Confessions: Foxconn Hoax by APM Mike Daisey


Fake Foxconn story on This American Life

While I don't want to exaggerate Foxconn as a wonderful place to work, I said from the beginning that it was nowhere nearly as bad as places like mines and textile factories in China, and the story by Mike Daisey didn't strike me as unbiased reporting.  I wrote two posts about how Foxconn is foremost a cooperative effort between Cantonese, Hong Kong, Taiwanese, and Mandarin Chinese, which is kind of a coup by itself, and I provided film from Financial Times.

But it's worse than I thought.  Not Foxconn - Mike Daisey is worse than I thought.

This afternoon's press release from American Public Media:


During fact checking before the broadcast of Daisey's story, This American Life staffers asked Daisey for this interpreter's contact information. Daisey told them her real name was Anna, not Cathy as he says in his monologue, and he said that the cell phone number he had for her didn't work any more. He said he had no way to reach her.


"At that point, we should've killed the story," says Ira Glass, Executive Producer and Host of This 
American Life. "But other things Daisey told us about Apple's operations in China checked out, and we saw no reason to doubt him. We didn't think that he was lying to us and to audiences about the details of his story. That was a mistake."

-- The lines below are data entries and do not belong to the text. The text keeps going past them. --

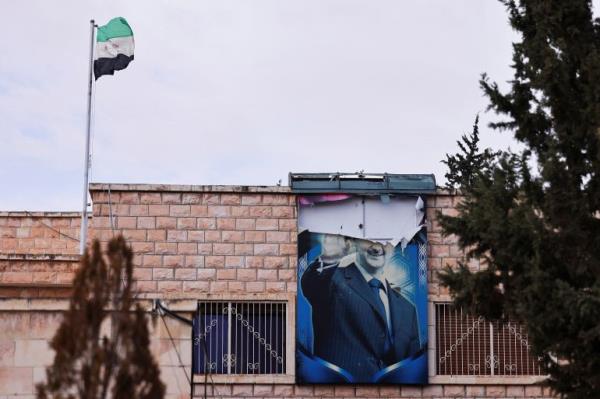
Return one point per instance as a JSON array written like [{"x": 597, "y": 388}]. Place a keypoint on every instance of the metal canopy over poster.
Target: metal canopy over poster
[{"x": 362, "y": 289}]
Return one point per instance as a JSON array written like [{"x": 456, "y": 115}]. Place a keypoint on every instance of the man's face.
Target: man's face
[{"x": 370, "y": 254}]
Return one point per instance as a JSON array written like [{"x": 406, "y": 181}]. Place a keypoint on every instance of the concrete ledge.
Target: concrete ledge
[
  {"x": 189, "y": 188},
  {"x": 246, "y": 379},
  {"x": 40, "y": 257},
  {"x": 41, "y": 214},
  {"x": 486, "y": 380}
]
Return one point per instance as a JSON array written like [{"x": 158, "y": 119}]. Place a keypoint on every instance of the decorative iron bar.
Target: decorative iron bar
[
  {"x": 240, "y": 337},
  {"x": 471, "y": 345}
]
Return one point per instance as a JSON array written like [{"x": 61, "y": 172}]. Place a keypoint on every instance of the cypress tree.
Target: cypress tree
[
  {"x": 533, "y": 215},
  {"x": 89, "y": 363}
]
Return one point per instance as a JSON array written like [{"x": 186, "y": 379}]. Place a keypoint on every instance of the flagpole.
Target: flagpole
[{"x": 87, "y": 161}]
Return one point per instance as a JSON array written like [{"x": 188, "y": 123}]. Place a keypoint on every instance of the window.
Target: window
[
  {"x": 468, "y": 345},
  {"x": 240, "y": 337}
]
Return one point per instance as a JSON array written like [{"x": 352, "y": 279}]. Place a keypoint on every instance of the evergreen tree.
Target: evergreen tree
[
  {"x": 464, "y": 166},
  {"x": 88, "y": 363},
  {"x": 533, "y": 216}
]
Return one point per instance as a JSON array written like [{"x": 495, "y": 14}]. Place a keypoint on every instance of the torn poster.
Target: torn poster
[{"x": 361, "y": 310}]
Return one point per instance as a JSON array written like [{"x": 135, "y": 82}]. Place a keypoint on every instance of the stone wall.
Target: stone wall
[
  {"x": 199, "y": 242},
  {"x": 190, "y": 242}
]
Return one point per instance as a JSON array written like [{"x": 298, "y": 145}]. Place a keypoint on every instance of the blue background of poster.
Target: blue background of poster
[{"x": 406, "y": 270}]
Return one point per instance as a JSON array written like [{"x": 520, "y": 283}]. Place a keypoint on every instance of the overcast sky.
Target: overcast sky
[{"x": 242, "y": 92}]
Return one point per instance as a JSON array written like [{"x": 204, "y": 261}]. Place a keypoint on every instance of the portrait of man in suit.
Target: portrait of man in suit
[{"x": 361, "y": 323}]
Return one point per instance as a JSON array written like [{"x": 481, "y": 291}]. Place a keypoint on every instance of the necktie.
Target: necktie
[{"x": 377, "y": 285}]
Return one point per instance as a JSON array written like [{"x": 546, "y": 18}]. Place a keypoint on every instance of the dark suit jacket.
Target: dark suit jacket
[{"x": 349, "y": 329}]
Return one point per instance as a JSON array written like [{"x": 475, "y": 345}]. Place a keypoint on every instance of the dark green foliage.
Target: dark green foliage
[
  {"x": 465, "y": 165},
  {"x": 88, "y": 363},
  {"x": 534, "y": 215}
]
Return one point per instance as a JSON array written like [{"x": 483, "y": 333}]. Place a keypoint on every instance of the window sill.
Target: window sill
[
  {"x": 247, "y": 378},
  {"x": 486, "y": 380}
]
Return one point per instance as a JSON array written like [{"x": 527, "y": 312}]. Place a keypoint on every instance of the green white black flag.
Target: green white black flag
[{"x": 114, "y": 47}]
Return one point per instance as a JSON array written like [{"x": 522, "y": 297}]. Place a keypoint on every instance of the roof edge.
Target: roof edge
[{"x": 189, "y": 188}]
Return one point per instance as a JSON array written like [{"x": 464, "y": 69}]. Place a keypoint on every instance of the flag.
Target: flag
[{"x": 114, "y": 47}]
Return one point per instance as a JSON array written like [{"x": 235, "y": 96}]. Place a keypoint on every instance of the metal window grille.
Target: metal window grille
[
  {"x": 240, "y": 337},
  {"x": 471, "y": 345}
]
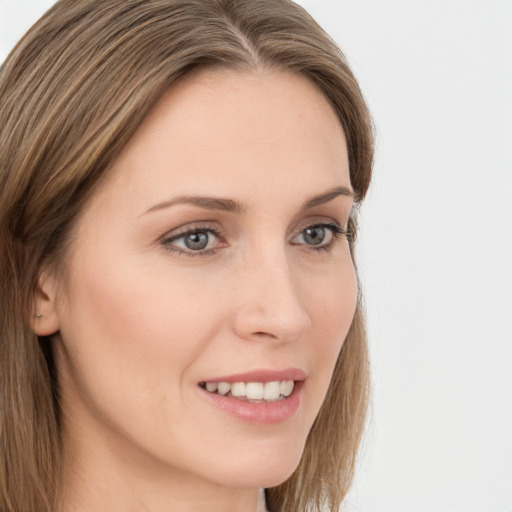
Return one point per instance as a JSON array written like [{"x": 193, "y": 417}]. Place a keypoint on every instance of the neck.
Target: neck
[{"x": 107, "y": 479}]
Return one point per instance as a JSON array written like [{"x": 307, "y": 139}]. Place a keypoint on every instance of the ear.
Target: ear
[{"x": 45, "y": 320}]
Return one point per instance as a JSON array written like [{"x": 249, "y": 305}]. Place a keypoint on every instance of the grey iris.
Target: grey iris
[
  {"x": 315, "y": 235},
  {"x": 196, "y": 241}
]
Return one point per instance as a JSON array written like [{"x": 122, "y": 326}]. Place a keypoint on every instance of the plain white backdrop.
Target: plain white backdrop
[{"x": 435, "y": 252}]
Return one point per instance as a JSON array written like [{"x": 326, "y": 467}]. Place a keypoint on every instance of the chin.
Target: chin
[{"x": 263, "y": 466}]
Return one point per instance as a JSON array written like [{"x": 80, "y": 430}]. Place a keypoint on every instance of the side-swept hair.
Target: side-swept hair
[{"x": 72, "y": 93}]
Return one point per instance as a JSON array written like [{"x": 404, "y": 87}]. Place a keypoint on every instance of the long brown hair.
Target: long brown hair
[{"x": 72, "y": 93}]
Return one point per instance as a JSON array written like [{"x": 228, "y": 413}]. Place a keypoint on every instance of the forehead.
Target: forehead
[{"x": 231, "y": 133}]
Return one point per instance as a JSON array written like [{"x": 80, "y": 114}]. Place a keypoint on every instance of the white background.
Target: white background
[{"x": 435, "y": 251}]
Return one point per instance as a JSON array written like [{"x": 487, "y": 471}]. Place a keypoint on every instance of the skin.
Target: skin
[{"x": 141, "y": 320}]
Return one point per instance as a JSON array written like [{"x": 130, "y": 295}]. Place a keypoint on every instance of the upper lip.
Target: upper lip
[{"x": 262, "y": 375}]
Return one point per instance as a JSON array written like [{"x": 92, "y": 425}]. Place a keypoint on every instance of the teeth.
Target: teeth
[
  {"x": 287, "y": 387},
  {"x": 271, "y": 391},
  {"x": 238, "y": 389},
  {"x": 223, "y": 388}
]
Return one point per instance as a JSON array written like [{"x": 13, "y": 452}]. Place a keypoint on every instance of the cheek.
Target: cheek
[{"x": 332, "y": 314}]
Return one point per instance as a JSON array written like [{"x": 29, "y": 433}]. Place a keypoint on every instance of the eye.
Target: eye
[
  {"x": 197, "y": 241},
  {"x": 319, "y": 236}
]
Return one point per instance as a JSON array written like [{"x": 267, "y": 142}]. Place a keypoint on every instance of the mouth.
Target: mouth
[
  {"x": 254, "y": 392},
  {"x": 259, "y": 397}
]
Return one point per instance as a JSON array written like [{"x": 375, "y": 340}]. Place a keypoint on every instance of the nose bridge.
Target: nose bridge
[{"x": 270, "y": 302}]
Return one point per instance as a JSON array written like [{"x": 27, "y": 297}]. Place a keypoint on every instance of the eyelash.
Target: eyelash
[{"x": 338, "y": 232}]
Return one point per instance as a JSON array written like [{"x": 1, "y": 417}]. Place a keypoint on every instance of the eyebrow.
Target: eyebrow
[
  {"x": 207, "y": 203},
  {"x": 232, "y": 206},
  {"x": 327, "y": 196}
]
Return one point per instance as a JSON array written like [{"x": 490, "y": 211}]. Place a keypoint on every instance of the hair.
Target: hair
[{"x": 72, "y": 93}]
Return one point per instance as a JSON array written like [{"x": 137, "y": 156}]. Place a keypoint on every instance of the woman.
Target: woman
[{"x": 181, "y": 322}]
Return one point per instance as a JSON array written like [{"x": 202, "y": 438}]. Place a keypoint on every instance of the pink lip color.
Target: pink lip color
[
  {"x": 265, "y": 413},
  {"x": 262, "y": 376}
]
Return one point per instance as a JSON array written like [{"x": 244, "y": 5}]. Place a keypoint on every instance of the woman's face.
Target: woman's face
[{"x": 214, "y": 252}]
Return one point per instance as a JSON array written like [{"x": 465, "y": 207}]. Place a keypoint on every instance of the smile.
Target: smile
[{"x": 258, "y": 392}]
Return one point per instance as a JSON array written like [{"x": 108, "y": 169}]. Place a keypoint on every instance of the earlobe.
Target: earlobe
[{"x": 45, "y": 321}]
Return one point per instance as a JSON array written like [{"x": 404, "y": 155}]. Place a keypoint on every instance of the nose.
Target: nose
[{"x": 270, "y": 304}]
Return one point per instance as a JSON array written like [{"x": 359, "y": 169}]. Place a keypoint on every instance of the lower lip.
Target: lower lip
[{"x": 264, "y": 413}]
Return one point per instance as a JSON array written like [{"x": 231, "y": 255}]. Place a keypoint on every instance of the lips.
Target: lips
[{"x": 261, "y": 396}]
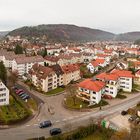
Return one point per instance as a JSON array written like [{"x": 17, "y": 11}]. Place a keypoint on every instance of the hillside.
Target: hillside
[
  {"x": 62, "y": 33},
  {"x": 3, "y": 33},
  {"x": 130, "y": 36}
]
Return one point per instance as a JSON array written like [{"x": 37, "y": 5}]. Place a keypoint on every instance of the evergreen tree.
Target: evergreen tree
[
  {"x": 18, "y": 49},
  {"x": 3, "y": 73}
]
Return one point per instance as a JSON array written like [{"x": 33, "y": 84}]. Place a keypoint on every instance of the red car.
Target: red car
[{"x": 18, "y": 91}]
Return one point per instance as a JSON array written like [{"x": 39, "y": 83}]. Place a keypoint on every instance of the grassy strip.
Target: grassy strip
[
  {"x": 121, "y": 96},
  {"x": 70, "y": 104},
  {"x": 14, "y": 112},
  {"x": 55, "y": 91}
]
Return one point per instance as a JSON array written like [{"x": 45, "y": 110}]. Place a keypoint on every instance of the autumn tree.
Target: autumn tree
[{"x": 71, "y": 91}]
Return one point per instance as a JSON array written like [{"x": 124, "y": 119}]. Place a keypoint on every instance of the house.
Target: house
[
  {"x": 44, "y": 78},
  {"x": 71, "y": 73},
  {"x": 122, "y": 65},
  {"x": 111, "y": 83},
  {"x": 4, "y": 94},
  {"x": 90, "y": 91},
  {"x": 137, "y": 65},
  {"x": 137, "y": 76},
  {"x": 125, "y": 79},
  {"x": 60, "y": 74},
  {"x": 93, "y": 66},
  {"x": 22, "y": 65}
]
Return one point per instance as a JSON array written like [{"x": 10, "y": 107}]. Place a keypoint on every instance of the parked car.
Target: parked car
[
  {"x": 137, "y": 120},
  {"x": 45, "y": 124},
  {"x": 21, "y": 93},
  {"x": 132, "y": 118},
  {"x": 55, "y": 131},
  {"x": 25, "y": 97},
  {"x": 124, "y": 112},
  {"x": 18, "y": 91}
]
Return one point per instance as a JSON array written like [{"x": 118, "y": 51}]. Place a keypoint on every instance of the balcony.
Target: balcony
[
  {"x": 83, "y": 98},
  {"x": 84, "y": 94}
]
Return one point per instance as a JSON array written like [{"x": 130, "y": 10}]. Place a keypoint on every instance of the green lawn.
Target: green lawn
[
  {"x": 13, "y": 112},
  {"x": 55, "y": 91},
  {"x": 70, "y": 103},
  {"x": 95, "y": 136},
  {"x": 121, "y": 96}
]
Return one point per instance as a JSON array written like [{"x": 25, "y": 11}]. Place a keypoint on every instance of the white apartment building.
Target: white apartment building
[
  {"x": 46, "y": 78},
  {"x": 71, "y": 73},
  {"x": 125, "y": 79},
  {"x": 22, "y": 65},
  {"x": 4, "y": 94},
  {"x": 111, "y": 82},
  {"x": 91, "y": 91}
]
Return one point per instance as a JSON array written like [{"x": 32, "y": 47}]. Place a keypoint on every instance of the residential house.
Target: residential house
[
  {"x": 71, "y": 73},
  {"x": 91, "y": 91},
  {"x": 4, "y": 94},
  {"x": 44, "y": 78},
  {"x": 22, "y": 65}
]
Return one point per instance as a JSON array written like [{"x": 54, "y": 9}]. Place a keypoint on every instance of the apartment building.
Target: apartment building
[
  {"x": 4, "y": 94},
  {"x": 91, "y": 91},
  {"x": 71, "y": 73},
  {"x": 95, "y": 64},
  {"x": 125, "y": 79},
  {"x": 44, "y": 78},
  {"x": 111, "y": 83},
  {"x": 22, "y": 65}
]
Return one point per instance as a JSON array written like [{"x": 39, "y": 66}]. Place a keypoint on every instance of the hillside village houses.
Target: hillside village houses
[
  {"x": 22, "y": 65},
  {"x": 105, "y": 84},
  {"x": 4, "y": 94},
  {"x": 94, "y": 65},
  {"x": 48, "y": 78}
]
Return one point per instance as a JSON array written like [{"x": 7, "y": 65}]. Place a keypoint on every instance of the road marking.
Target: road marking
[
  {"x": 28, "y": 125},
  {"x": 35, "y": 124},
  {"x": 64, "y": 119},
  {"x": 57, "y": 121}
]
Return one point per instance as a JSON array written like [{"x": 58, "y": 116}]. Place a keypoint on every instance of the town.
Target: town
[{"x": 80, "y": 76}]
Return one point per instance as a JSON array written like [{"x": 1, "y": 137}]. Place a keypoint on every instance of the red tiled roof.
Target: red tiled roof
[
  {"x": 102, "y": 55},
  {"x": 70, "y": 68},
  {"x": 94, "y": 63},
  {"x": 138, "y": 72},
  {"x": 92, "y": 85},
  {"x": 101, "y": 61},
  {"x": 107, "y": 76},
  {"x": 123, "y": 73}
]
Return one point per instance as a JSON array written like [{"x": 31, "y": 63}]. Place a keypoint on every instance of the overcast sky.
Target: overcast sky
[{"x": 110, "y": 15}]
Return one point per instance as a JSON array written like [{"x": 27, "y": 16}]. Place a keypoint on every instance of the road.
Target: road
[{"x": 62, "y": 118}]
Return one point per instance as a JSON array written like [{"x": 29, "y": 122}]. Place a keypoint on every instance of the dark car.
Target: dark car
[
  {"x": 124, "y": 112},
  {"x": 55, "y": 131},
  {"x": 25, "y": 97},
  {"x": 21, "y": 93},
  {"x": 132, "y": 118},
  {"x": 45, "y": 124}
]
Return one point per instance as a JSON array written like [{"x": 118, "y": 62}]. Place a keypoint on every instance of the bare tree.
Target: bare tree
[{"x": 72, "y": 90}]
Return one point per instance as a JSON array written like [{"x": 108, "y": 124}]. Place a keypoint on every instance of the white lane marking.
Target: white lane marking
[
  {"x": 35, "y": 124},
  {"x": 64, "y": 119},
  {"x": 28, "y": 125}
]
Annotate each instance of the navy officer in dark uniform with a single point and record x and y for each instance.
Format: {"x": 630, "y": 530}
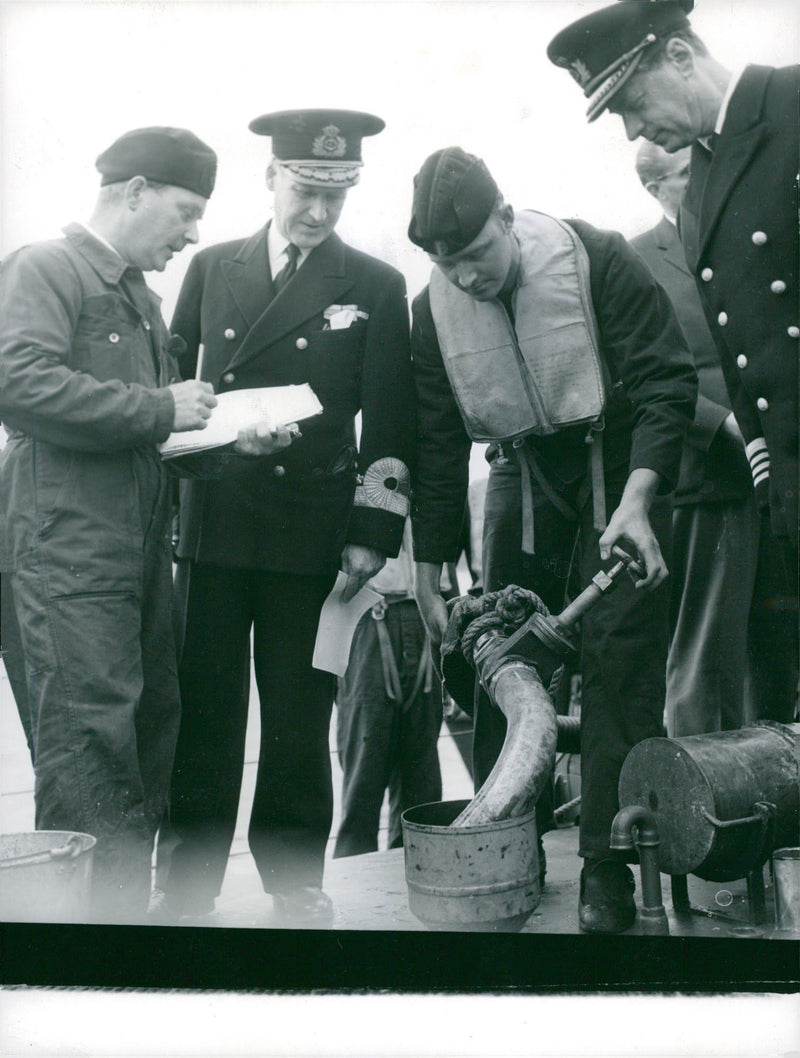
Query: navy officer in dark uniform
{"x": 521, "y": 303}
{"x": 291, "y": 304}
{"x": 739, "y": 227}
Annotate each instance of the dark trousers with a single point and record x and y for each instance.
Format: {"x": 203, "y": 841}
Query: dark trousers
{"x": 624, "y": 637}
{"x": 384, "y": 742}
{"x": 103, "y": 685}
{"x": 775, "y": 628}
{"x": 293, "y": 801}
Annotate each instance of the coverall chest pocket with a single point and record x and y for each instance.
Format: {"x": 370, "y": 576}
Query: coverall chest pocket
{"x": 111, "y": 342}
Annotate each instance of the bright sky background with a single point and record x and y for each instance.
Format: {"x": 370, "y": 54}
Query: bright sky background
{"x": 74, "y": 75}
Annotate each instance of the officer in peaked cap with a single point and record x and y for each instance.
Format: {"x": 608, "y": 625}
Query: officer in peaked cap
{"x": 321, "y": 148}
{"x": 497, "y": 299}
{"x": 289, "y": 305}
{"x": 603, "y": 50}
{"x": 739, "y": 230}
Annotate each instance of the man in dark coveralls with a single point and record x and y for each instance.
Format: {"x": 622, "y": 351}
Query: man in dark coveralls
{"x": 88, "y": 387}
{"x": 291, "y": 304}
{"x": 739, "y": 227}
{"x": 508, "y": 289}
{"x": 715, "y": 523}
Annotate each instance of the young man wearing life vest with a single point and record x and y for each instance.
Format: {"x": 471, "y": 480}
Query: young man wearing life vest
{"x": 553, "y": 341}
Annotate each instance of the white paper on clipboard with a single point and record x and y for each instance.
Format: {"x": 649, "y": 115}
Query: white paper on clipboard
{"x": 239, "y": 408}
{"x": 338, "y": 620}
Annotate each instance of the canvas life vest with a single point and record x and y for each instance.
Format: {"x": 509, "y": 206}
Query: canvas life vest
{"x": 543, "y": 372}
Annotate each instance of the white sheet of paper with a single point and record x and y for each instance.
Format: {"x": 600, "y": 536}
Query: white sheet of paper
{"x": 239, "y": 408}
{"x": 338, "y": 620}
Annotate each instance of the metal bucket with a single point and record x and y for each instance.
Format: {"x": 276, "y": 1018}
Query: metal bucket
{"x": 723, "y": 801}
{"x": 483, "y": 877}
{"x": 46, "y": 876}
{"x": 786, "y": 864}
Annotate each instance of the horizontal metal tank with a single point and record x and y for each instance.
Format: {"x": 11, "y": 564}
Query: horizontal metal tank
{"x": 723, "y": 801}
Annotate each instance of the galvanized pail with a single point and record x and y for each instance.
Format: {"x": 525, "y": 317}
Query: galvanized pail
{"x": 46, "y": 876}
{"x": 482, "y": 877}
{"x": 786, "y": 865}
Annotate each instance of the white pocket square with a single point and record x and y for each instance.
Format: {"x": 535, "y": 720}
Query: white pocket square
{"x": 341, "y": 316}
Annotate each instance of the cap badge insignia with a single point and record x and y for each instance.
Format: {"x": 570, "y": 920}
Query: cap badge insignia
{"x": 330, "y": 144}
{"x": 580, "y": 71}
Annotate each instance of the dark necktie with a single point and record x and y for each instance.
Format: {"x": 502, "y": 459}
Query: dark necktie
{"x": 288, "y": 270}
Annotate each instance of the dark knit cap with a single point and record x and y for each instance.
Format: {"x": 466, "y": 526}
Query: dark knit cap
{"x": 454, "y": 195}
{"x": 175, "y": 157}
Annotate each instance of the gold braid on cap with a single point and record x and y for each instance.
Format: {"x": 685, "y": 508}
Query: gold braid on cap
{"x": 619, "y": 70}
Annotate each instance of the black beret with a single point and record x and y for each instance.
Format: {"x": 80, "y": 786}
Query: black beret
{"x": 320, "y": 147}
{"x": 168, "y": 156}
{"x": 454, "y": 194}
{"x": 603, "y": 50}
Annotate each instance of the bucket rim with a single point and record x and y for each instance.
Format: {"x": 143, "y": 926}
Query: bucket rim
{"x": 493, "y": 825}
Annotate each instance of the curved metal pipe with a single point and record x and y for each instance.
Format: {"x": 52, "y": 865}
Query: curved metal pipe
{"x": 637, "y": 826}
{"x": 522, "y": 769}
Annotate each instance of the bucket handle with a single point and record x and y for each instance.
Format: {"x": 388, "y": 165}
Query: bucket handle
{"x": 71, "y": 850}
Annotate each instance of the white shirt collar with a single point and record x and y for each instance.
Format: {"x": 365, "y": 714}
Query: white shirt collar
{"x": 735, "y": 77}
{"x": 276, "y": 244}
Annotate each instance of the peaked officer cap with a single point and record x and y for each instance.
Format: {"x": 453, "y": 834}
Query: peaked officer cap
{"x": 319, "y": 147}
{"x": 169, "y": 156}
{"x": 603, "y": 50}
{"x": 454, "y": 194}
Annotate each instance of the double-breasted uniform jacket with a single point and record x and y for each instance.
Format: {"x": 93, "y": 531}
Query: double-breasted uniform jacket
{"x": 294, "y": 511}
{"x": 713, "y": 468}
{"x": 739, "y": 224}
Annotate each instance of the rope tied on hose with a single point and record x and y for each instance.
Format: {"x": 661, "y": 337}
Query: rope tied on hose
{"x": 502, "y": 612}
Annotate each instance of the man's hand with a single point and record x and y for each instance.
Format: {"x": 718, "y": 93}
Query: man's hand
{"x": 360, "y": 563}
{"x": 264, "y": 439}
{"x": 631, "y": 524}
{"x": 193, "y": 404}
{"x": 433, "y": 609}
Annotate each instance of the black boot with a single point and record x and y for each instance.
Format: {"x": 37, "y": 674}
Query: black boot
{"x": 606, "y": 904}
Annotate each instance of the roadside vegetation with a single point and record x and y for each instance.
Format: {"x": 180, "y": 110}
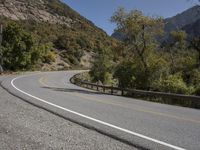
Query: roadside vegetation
{"x": 27, "y": 45}
{"x": 147, "y": 60}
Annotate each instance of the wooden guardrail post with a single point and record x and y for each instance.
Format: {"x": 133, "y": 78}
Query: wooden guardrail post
{"x": 97, "y": 87}
{"x": 111, "y": 89}
{"x": 122, "y": 92}
{"x": 104, "y": 89}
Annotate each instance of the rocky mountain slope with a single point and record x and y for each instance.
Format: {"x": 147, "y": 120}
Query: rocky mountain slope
{"x": 187, "y": 20}
{"x": 52, "y": 21}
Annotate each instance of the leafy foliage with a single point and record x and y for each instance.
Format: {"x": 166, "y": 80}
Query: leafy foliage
{"x": 140, "y": 62}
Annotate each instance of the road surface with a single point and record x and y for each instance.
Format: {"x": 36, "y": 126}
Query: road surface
{"x": 140, "y": 123}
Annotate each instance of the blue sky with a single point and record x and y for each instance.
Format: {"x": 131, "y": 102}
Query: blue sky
{"x": 100, "y": 11}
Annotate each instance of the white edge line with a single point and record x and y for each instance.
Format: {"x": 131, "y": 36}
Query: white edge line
{"x": 96, "y": 120}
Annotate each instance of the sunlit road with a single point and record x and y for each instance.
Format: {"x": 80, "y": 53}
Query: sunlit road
{"x": 144, "y": 124}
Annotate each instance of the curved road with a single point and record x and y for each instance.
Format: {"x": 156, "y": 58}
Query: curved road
{"x": 140, "y": 123}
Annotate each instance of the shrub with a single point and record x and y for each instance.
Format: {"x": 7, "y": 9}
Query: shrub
{"x": 173, "y": 84}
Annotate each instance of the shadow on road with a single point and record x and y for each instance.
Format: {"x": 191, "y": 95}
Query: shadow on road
{"x": 73, "y": 90}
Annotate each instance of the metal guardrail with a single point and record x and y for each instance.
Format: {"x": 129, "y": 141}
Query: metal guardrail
{"x": 169, "y": 98}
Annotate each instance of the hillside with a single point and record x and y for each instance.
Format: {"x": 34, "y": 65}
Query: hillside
{"x": 187, "y": 20}
{"x": 50, "y": 21}
{"x": 187, "y": 17}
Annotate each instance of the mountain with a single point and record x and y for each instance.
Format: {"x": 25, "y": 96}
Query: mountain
{"x": 187, "y": 20}
{"x": 74, "y": 38}
{"x": 193, "y": 29}
{"x": 187, "y": 17}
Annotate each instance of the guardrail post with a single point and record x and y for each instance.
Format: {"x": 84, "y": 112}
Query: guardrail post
{"x": 111, "y": 89}
{"x": 122, "y": 92}
{"x": 104, "y": 89}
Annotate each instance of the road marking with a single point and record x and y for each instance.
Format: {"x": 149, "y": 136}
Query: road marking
{"x": 96, "y": 120}
{"x": 43, "y": 81}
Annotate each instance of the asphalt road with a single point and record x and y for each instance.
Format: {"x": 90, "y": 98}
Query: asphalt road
{"x": 26, "y": 127}
{"x": 140, "y": 123}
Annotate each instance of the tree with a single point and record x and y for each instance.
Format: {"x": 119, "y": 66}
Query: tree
{"x": 141, "y": 33}
{"x": 17, "y": 47}
{"x": 196, "y": 45}
{"x": 102, "y": 67}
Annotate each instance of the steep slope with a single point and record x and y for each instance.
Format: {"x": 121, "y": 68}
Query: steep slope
{"x": 52, "y": 21}
{"x": 185, "y": 18}
{"x": 193, "y": 30}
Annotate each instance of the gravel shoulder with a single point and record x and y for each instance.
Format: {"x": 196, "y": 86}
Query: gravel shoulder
{"x": 26, "y": 127}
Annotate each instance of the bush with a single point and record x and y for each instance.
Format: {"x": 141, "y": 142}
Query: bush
{"x": 49, "y": 57}
{"x": 173, "y": 84}
{"x": 124, "y": 72}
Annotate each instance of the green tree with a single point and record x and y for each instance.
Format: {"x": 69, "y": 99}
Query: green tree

So when Mike Daisey says this,
...and all these people have been exposed [to N-hexane]...Their hands shake uncontrollably. Most of them...can't even pick up a glass.
What he meant was... well Marketplace asks Daisey in this interview which sheds new "dark" on his tale... [marketplace.org] :
Rob Schmitz: Cathy says you did not talk to workers who were poisoned with hexane.
Mike Daisey: That’s correct.
RS: So you lied about that? That wasn’t what you saw?
MD: I wouldn’t express it that way.
RS: How would you express it?
MD: I would say that I wanted to tell a story that captured the totality of my trip.
Ira Glass: Did you meet workers like that? Or did you just read about the issue?
MD: I met workers in, um, Hong Kong, going to Apple protests who had not been poisoned by hexane but had known people who had been, and it was a constant conversation among those workers.
IG: So you didn’t meet an actual worker who’d been poisoned by hexane.
MD: That’s correct.
Now maybe people will remember the great "E-Waste Hoax" of Africa, and ask themselves, when does passion do more harm than good?